For much of the time we were in pine forest and, for the first 10km, followed a very old log fence that marked the border.  Occasionally, we emerged into meadows with views that made us realise how high we were, with valleys and agriculture far below.

On the Montana side, later in the day, we could see the wildfire burning that we had heard about, but it didn't seem to pose any threat to us.  However, as the day wore on, the smoke haze became thicker and thicker though it may have emanated from other wildfires in Idaho.

The trail alternated between single-track and 4WD track and though there was the occasional steep section, the walking was generally good.  Nevertheless, there was plenty of elevation gain and loss during the day (+/- 4400’) so we were working hard.
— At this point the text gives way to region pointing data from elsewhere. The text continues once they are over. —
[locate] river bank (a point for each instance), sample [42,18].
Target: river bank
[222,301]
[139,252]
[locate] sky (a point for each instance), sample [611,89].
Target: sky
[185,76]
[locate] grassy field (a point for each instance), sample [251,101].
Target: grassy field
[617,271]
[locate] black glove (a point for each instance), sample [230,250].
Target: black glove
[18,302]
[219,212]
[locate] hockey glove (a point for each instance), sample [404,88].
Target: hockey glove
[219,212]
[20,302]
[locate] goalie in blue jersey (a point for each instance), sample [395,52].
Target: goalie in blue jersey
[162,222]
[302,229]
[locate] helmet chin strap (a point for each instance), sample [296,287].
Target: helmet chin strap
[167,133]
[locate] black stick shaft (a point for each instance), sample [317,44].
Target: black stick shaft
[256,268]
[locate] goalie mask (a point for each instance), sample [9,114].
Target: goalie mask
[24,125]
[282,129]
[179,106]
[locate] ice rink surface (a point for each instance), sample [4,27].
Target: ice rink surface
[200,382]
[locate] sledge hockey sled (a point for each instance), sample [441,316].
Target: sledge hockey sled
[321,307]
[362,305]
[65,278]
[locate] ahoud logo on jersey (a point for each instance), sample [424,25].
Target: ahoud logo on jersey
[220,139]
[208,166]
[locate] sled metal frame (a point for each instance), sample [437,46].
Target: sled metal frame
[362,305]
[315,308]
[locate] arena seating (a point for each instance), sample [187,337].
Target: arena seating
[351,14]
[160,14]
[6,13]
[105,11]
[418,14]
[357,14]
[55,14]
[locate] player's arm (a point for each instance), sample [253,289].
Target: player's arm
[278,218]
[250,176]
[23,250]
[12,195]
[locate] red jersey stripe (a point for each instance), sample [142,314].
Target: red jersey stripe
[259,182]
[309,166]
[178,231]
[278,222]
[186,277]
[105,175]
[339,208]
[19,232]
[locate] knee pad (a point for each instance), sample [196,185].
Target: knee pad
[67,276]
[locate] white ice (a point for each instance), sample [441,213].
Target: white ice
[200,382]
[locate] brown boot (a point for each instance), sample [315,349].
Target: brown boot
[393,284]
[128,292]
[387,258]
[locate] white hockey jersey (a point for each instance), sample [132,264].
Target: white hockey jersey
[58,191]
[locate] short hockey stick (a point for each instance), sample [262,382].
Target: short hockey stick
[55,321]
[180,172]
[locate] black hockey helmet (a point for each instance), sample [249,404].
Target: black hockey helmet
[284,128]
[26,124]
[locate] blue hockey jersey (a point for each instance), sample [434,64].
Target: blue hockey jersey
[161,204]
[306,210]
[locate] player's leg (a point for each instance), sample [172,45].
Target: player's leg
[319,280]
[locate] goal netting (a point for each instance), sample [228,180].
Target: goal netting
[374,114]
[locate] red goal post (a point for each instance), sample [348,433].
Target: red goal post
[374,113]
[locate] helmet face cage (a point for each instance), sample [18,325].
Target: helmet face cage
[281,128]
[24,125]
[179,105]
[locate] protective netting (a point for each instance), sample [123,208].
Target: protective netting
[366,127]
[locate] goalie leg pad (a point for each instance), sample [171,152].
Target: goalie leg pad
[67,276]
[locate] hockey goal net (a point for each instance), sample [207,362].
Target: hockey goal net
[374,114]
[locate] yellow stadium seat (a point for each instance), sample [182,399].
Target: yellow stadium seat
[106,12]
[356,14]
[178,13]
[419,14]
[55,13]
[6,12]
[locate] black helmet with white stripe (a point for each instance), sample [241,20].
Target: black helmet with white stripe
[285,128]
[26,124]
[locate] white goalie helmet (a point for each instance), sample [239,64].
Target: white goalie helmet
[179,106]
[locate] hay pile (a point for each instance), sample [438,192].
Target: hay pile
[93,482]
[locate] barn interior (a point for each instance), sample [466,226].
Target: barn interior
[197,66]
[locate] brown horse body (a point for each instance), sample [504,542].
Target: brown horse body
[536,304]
We didn't see anybody on the trail in the morning but, later in the day we met a southbound CDT hiker and a couple riding ATVs then, shortly before we camped, we came across a trail-crew camp with a couple of guys who had been building new trail (which we had just hiked along).

There weren't many possible tent sites on the sloping and rocky terrain when we started looking for a spot around 7:30pm and it was 8pm before we found a marginal sloping site and set up our tent.  It is very smoky.